Et le talent dans tout cela ? Est-elle sûre d’en avoir vraiment ? Comment s’épanouir à la lumière d’un génie ? Comment faire sa place ? Elle devra apprendre la patience, faire preuve de ténacité et aussi d’humilité. Or Jeanne bénéficie d’une heureuse nature. Rares seront ses phases de découragement, comme si elle avait choisi, une fois pour toutes, sa place dans l’ombre ou plutôt à la lumière du maître. Satisfaite d’être là, témoin de la création d’une œuvre, miracle constamment renouvelé.
À la lumière de Renoir, c’est aussi la vie après la disparition du peintre et après le cataclysme de la première guerre mondiale qui sonna le glas de la Belle Époque et de son insouciance. Et que faire de toutes ces années qui lui restent à assumer seule sa passion, avec le souvenir omniprésent du maître ? Renoir lui aura appris à contempler la nature, à jouir des plaisirs simples, à ne voir que l’aspect positif des choses, à faire fi des souffrances physiques. Son enseignement ne se limita pas à la peinture, c’est toute une philosophie de la vie qu’il lui inculqua.
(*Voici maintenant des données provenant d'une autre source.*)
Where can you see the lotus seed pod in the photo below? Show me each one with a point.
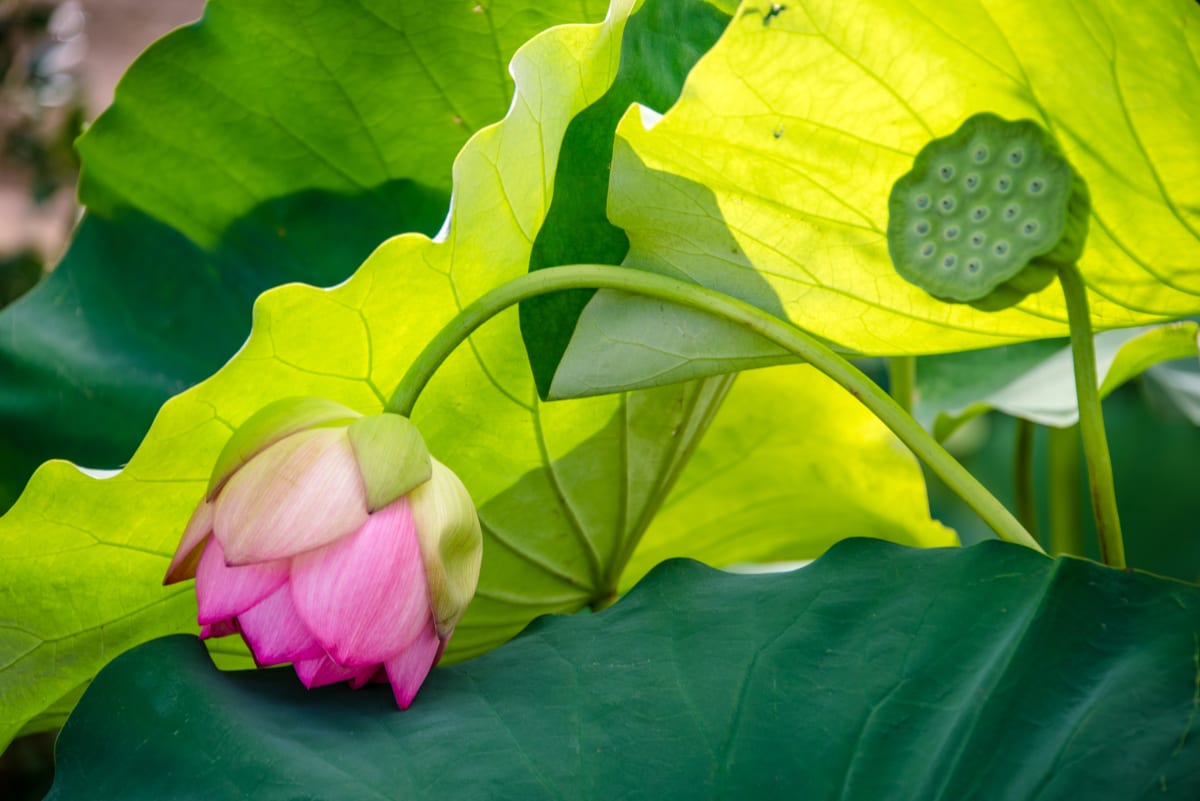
(988, 215)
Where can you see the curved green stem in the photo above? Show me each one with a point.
(1066, 511)
(1024, 493)
(903, 380)
(1091, 420)
(751, 318)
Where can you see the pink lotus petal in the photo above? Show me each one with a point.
(323, 670)
(275, 632)
(300, 493)
(407, 670)
(223, 592)
(365, 597)
(187, 554)
(221, 628)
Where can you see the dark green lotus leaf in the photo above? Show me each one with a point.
(876, 673)
(267, 143)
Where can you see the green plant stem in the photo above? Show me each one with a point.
(1025, 498)
(751, 318)
(1062, 473)
(1091, 420)
(903, 380)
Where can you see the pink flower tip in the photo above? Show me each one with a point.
(335, 542)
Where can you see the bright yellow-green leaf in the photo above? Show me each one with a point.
(780, 477)
(83, 558)
(769, 178)
(1037, 380)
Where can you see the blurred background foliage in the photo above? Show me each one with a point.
(59, 64)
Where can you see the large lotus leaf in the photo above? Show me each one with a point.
(264, 144)
(876, 673)
(83, 559)
(771, 176)
(562, 488)
(780, 477)
(1036, 380)
(264, 100)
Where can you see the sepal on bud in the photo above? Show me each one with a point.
(333, 541)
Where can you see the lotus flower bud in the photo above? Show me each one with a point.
(333, 541)
(988, 214)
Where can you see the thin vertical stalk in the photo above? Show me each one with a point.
(1065, 509)
(1091, 420)
(1024, 493)
(903, 380)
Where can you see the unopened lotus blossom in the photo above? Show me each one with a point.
(333, 541)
Son parcours personnel est alors illuminé par la rencontre d’une femme qui va l’accompagner jusqu’au bout, lui apportant tendresse, sérénité et un fils d’adoption qui deviendra plus tard rédacteur en chef du Figaro.
À la lumière de Renoir est un exemple de destin marqué par un désir de résilience. Jeanne restera toujours éprise de son Art, oublieuse du temps qui passe et comme indifférente aux catastrophes qui secouent le monde, se concentrant sur l’immuable beauté de la nature, la « Beauté pure », seule valeur indéfectible.